Things took a serious turn when his father confronted him about the situation. “He asked me directly, and I lied. But then I got such a slap that I ran down from the seventh floor, and I could still hear the echo of that slap,” he said. “My father didn’t like lies, he wanted me to tell the truth.”
In a past interview, Humayun shared how short-tempered his father was and that he never wanted to become like him because of his intense temper.
In another humorous yet touching anecdote, Saeed described how he once followed the same girl he had seen at a wedding, and she was older than him, whom he had fallen for at first sight. “I found out she was traveling to Hyderabad with her family, so I went to the station just to see her face again,” he said. But things didn’t end there. “When the train started moving, I felt like I hadn’t seen her enough… so I jumped onto the train at the last minute, several coaches behind.”

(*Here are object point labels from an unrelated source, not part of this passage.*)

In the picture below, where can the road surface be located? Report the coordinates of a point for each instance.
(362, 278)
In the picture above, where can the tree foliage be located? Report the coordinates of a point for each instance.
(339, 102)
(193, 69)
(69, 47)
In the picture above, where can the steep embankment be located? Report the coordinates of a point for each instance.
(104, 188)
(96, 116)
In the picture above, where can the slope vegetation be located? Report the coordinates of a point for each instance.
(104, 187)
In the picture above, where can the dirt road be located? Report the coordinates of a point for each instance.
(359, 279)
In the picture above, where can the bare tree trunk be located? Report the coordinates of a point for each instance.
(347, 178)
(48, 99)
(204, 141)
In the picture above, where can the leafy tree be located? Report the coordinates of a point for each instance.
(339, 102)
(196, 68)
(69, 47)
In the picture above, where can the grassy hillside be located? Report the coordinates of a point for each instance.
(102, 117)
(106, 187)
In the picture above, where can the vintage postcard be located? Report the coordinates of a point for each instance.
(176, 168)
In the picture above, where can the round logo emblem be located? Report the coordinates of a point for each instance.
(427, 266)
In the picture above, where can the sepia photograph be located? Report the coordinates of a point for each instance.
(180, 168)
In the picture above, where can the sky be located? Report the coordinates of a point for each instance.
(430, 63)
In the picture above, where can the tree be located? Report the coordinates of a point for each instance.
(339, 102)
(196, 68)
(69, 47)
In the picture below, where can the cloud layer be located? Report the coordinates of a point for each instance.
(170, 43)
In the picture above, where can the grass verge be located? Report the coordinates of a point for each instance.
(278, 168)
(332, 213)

His mission wasn’t as smooth as he had imagined. “There was a wall blocking the way forward inside the train. I thought, ‘Now I’ll go all the way to Hyderabad and she won’t even know.’” Eventually, when the train slowed near Rohri, he made a daring leap from one coach to another, drawing attention from passengers who thought he had fallen. “People started reaching out to help me, thinking I had slipped, but I made it on board and finally walked past her. She looked so shocked to see me!” he laughed.
Saeed also shared that his first profession was teaching. “At 16 or 17, I used to give tuitions to primary school kids. I taught all subjects, mostly math, and used to go to four or five places a day to teach,” he revealed.
When asked whether he’s more like his serious characters, such as the one in Main Manto nahi Hoon, or romantic ones like in Love Guru, Saeed responded: “I’m a mix of both, a bit of Manto, a bit of Love Guru.”
One of the most entertaining stories came when he recalled his 1992 trip to India. While traveling by train, he asked the staff to play a cassette he had brought along, which was a compilation of songs by the iconic band Vital Signs. “I loved their songs, especially back then. But the last track on one side was Dil Dil Pakistan,” he chuckled.
That moment quickly turned tense. “The whole train echoed with Dil Dil Pakistan, and I didn’t have a visa for Delhi. I and my friend were pretending to be Indian citizens. When the cassette finished and that song played, a crew member came around asking whose tape it was. I just sat quietly and prayed they wouldn’t find out it was mine.”
On the work front, he revealed that Jawani Phir Nahi Aani 3 will be shot in Vegas, America.